Сила и невинность: в поисках истоков насилия - Ролло Мэй
Шрифт:
Интервал:
Закладка:
Конструктивная агрессия влечет за собой страдание, равно как и внутренний конфликт. Страдание из-за того, что самоотверженность, вызванная ситуацией, ответственна за вовлечение в нее все большего и большего количества участников. Известные бостонцы пришли в ярость, когда толпа угрожала жизни Гаррисона. Доктор Генри Ингерсолл Боудитч, знаменитый врач, писал: "Теперь дошло до того, что человек не может говорить о рабстве в пределах района Фанойл Холл". Когда Боудитч добровольно вызвался помочь члену городского правления, Сэмюэлу Элиоту, стоявшему рядом, подавить бунтовщиков, Элиот, "напротив, намекнул, что власти, хоть и не в восторге от толпы, но скорее симпатизируют <…> стремлению силой подавить аболиционистов. Я был совершенно обескуражен, и я поклялся от всего сердца, как только я покинул его с крайним отвращением: "С этого самого момента я аболиционист" ".

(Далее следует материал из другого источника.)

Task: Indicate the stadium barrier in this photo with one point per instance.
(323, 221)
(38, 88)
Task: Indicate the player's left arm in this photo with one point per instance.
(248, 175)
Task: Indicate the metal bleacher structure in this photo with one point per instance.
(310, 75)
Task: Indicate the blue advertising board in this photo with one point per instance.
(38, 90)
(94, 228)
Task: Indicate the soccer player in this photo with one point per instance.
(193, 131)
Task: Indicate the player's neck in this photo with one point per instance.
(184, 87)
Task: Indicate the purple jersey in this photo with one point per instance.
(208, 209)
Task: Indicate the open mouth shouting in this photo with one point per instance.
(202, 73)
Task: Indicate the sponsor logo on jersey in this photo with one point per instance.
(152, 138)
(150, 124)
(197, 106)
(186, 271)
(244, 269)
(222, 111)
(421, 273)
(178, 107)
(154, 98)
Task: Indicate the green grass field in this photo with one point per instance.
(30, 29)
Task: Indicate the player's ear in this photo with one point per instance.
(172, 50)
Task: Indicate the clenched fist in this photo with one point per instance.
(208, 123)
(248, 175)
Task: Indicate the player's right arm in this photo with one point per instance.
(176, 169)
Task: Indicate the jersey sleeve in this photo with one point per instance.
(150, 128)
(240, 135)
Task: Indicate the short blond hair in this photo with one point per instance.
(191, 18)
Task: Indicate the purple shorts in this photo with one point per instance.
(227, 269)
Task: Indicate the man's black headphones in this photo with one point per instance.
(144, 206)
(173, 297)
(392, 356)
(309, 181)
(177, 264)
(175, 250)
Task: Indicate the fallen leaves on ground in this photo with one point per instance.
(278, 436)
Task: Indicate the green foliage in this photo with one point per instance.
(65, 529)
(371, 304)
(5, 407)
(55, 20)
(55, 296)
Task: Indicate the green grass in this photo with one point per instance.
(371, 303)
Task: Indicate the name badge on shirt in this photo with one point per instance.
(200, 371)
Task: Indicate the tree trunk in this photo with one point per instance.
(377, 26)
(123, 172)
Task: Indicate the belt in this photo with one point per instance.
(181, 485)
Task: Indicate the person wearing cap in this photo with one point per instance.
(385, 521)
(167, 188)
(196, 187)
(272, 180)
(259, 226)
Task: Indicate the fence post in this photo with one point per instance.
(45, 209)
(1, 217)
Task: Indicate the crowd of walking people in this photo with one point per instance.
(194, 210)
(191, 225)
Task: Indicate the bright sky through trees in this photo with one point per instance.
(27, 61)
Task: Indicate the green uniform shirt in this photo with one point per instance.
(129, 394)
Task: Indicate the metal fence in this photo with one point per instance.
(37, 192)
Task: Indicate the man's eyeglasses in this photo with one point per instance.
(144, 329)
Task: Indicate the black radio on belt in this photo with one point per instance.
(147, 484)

Роль силы закона и порядка в этот период являет собой печальную картину, равно как и в наше время. Она обнаруживает правду, которую мы знаем, но ради нашего душевного спокойствия стараемся забыть. Не только члены правительства скрыто провоцировали насилие своим сочувствием ему, как мы видели выше, но имел место также инцидент, образ которого может быть умножен тысячекратно: хорошие люди Бостона смотрели, в стыде и беспомощности, как бывший раб был взят силой, чтобы вновь быть уведенным в рабство, в то время, как их собственная милиция стояла на страже. В самом деле, многие из тех, кто считал аболиционистов сорвиголовами и пустословами, переменили это мнение, наблюдая инциденты, подобные этому.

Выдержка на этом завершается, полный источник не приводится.